The Tigers presented Martinez with the game ball and another gift, this one from the coaching staff, after the game. From the smell of things, they also gave him a beer shower.
“The best part for me has been watching Victor Martinez,” Gardenhire said. “That’s been the coolest part of this year for me, being a part of watching him end his career and seeing how professional he is and how much he’s meant to this clubhouse.
“It’s been a pleasure, I can tell you that.”
Besides the 2,153 hits, Martinez finishes his career with 423 doubles, 246 home runs and 1,178 RBIs. He has hit the 16th most home runs among switch-hitters in Major League Baseball history and ranks 15th in RBIs. His hit total is 23rd.
No Tigers switch-hitter drove in more runs than Martinez.
He will finish ranked fifth in RBI, fourth in batting average and sixth in home runs among all Venezuelan-born players.
“If you didn’t pick his brain, then you weren’t trying to get better,” Gardenhire said. “And it’s not just about playing baseball, but about the whole life of baseball. How to take care of yourself on and off the field.
“He’s willing to talk, you just have to go up and ask him about it.
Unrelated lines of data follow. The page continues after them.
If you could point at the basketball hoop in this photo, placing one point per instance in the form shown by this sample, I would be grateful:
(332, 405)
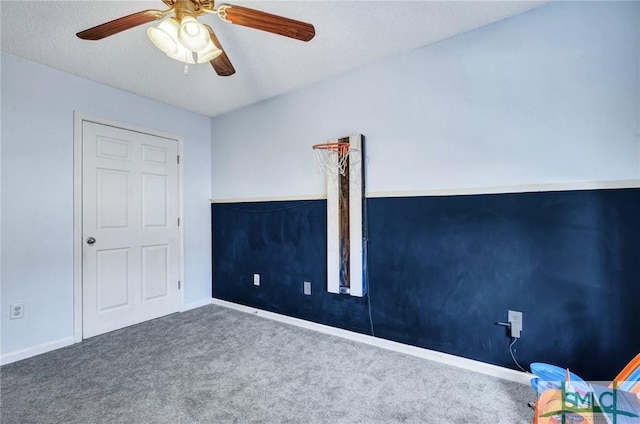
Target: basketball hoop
(332, 157)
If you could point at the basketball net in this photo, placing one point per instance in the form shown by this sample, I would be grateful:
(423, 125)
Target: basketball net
(332, 157)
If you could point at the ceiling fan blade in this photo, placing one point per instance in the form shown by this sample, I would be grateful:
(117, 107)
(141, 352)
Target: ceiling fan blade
(266, 22)
(221, 64)
(121, 24)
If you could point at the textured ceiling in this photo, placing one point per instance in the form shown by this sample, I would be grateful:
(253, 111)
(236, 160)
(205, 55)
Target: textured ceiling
(349, 34)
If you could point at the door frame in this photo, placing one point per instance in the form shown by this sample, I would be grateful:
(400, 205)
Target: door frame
(78, 119)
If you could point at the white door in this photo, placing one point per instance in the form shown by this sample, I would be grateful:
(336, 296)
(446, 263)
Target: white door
(129, 228)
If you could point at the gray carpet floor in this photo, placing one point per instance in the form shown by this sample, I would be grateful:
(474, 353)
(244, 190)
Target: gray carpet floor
(216, 365)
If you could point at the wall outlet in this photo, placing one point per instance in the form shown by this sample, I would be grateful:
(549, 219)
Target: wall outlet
(515, 319)
(16, 310)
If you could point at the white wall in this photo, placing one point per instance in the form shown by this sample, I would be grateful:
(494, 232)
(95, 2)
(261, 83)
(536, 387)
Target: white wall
(551, 96)
(37, 194)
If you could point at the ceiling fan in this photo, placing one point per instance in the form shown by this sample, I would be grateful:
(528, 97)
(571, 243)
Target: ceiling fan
(183, 38)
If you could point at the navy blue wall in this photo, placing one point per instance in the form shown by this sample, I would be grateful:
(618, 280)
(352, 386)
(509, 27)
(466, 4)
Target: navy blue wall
(443, 270)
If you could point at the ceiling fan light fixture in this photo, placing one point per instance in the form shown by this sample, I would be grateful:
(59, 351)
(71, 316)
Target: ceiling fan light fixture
(192, 34)
(165, 36)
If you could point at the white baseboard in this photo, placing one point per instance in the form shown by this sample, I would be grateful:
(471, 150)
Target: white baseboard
(457, 361)
(19, 355)
(197, 304)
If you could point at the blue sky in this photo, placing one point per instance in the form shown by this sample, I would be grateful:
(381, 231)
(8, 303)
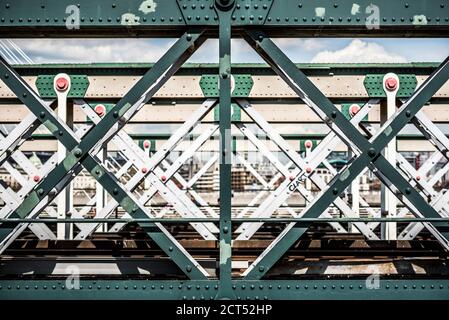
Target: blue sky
(299, 50)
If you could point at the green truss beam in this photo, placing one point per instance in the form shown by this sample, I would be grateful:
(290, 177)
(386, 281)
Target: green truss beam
(111, 18)
(243, 290)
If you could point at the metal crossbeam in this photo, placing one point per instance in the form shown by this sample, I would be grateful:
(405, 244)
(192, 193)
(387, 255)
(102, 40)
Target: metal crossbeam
(285, 18)
(369, 150)
(168, 65)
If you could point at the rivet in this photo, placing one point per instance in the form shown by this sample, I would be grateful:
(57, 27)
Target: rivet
(78, 152)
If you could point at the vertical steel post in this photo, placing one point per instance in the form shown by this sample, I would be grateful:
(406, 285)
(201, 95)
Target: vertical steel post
(225, 268)
(388, 199)
(62, 86)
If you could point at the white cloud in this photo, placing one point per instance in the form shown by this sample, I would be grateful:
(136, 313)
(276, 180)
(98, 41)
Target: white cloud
(359, 51)
(94, 50)
(300, 44)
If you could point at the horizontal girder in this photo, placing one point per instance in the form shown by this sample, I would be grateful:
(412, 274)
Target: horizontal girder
(169, 18)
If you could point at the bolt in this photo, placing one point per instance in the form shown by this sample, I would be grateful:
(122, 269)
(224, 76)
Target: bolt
(308, 144)
(391, 84)
(62, 84)
(78, 152)
(100, 110)
(354, 109)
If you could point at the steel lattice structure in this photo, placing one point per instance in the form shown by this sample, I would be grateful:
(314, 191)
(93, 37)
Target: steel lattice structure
(232, 99)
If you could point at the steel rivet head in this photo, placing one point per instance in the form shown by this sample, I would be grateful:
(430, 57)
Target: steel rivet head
(78, 152)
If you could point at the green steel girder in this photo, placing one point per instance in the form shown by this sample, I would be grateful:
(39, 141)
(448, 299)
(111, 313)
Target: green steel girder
(243, 85)
(345, 109)
(110, 18)
(331, 289)
(167, 65)
(374, 85)
(78, 86)
(370, 150)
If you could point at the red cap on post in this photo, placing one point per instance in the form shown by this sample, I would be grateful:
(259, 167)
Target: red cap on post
(62, 84)
(391, 84)
(354, 109)
(100, 110)
(308, 144)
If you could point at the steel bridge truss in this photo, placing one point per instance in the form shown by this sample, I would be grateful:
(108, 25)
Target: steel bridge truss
(84, 149)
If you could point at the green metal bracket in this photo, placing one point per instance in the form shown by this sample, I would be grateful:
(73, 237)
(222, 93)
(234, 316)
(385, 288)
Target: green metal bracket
(108, 107)
(302, 146)
(79, 85)
(243, 85)
(253, 12)
(152, 144)
(345, 109)
(374, 85)
(236, 115)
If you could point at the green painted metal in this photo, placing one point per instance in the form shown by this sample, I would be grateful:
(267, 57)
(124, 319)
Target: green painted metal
(335, 289)
(345, 109)
(78, 86)
(243, 85)
(374, 85)
(302, 142)
(371, 152)
(110, 18)
(225, 225)
(173, 59)
(273, 18)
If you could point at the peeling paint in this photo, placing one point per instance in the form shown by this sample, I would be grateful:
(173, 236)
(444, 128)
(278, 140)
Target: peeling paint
(129, 19)
(355, 9)
(420, 19)
(148, 6)
(320, 12)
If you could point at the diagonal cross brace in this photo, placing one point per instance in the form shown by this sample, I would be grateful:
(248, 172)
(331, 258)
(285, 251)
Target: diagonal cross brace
(370, 151)
(154, 78)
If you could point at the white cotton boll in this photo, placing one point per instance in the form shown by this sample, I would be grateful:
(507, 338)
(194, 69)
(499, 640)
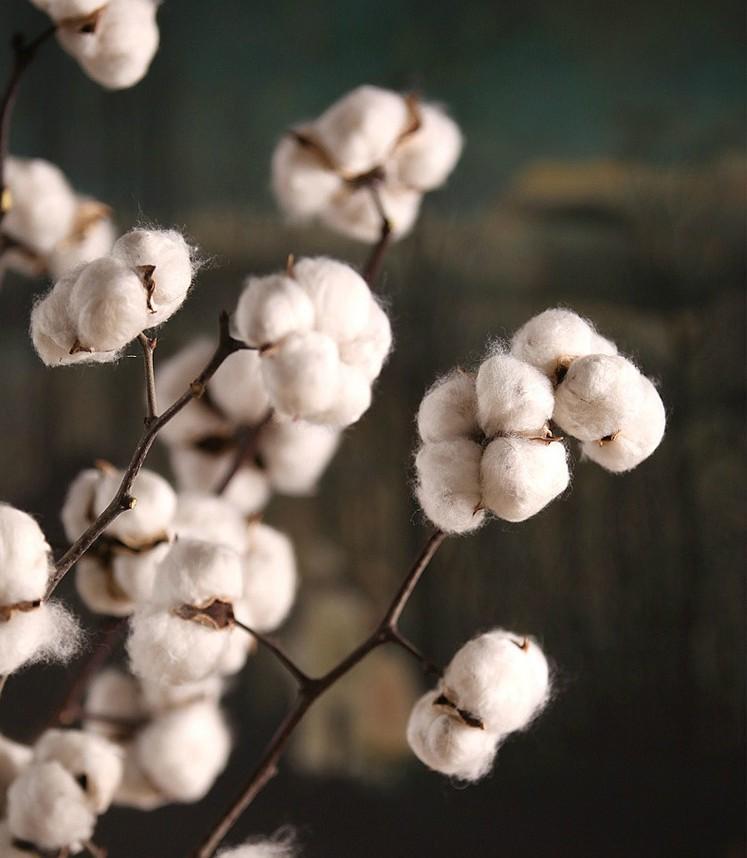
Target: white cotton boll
(340, 296)
(294, 454)
(512, 396)
(354, 213)
(99, 591)
(555, 335)
(449, 484)
(167, 649)
(43, 204)
(521, 476)
(302, 184)
(270, 308)
(360, 129)
(368, 351)
(108, 304)
(95, 757)
(449, 409)
(24, 557)
(195, 470)
(119, 51)
(639, 435)
(270, 578)
(447, 745)
(210, 519)
(149, 518)
(171, 256)
(499, 677)
(183, 751)
(238, 390)
(598, 395)
(301, 374)
(424, 159)
(48, 808)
We are going to miss him.”
Martinez is putting his bat and cleats on the shelf, but he will still travel with the Tigers to Minnesota and Milwaukee.
"He said he wanted to sit back and watch the kids play," Gardenhire said. "That's Victor. I get to have another manager on the bench."
Martinez addressed the team after the game.
"If you could have been in that clubhouse and seen him in there," Gardenhire said. "All the players were looking at him and you could see how much they respected him. That tells you all you need to know about this guy.
"He spoke to the guys and it was heartfelt. I was looking at the players' eyes. They were pretty fired up. That was pretty cool. You see things like this in the game and it really tells you how much baseball really means to people. This is a big moment."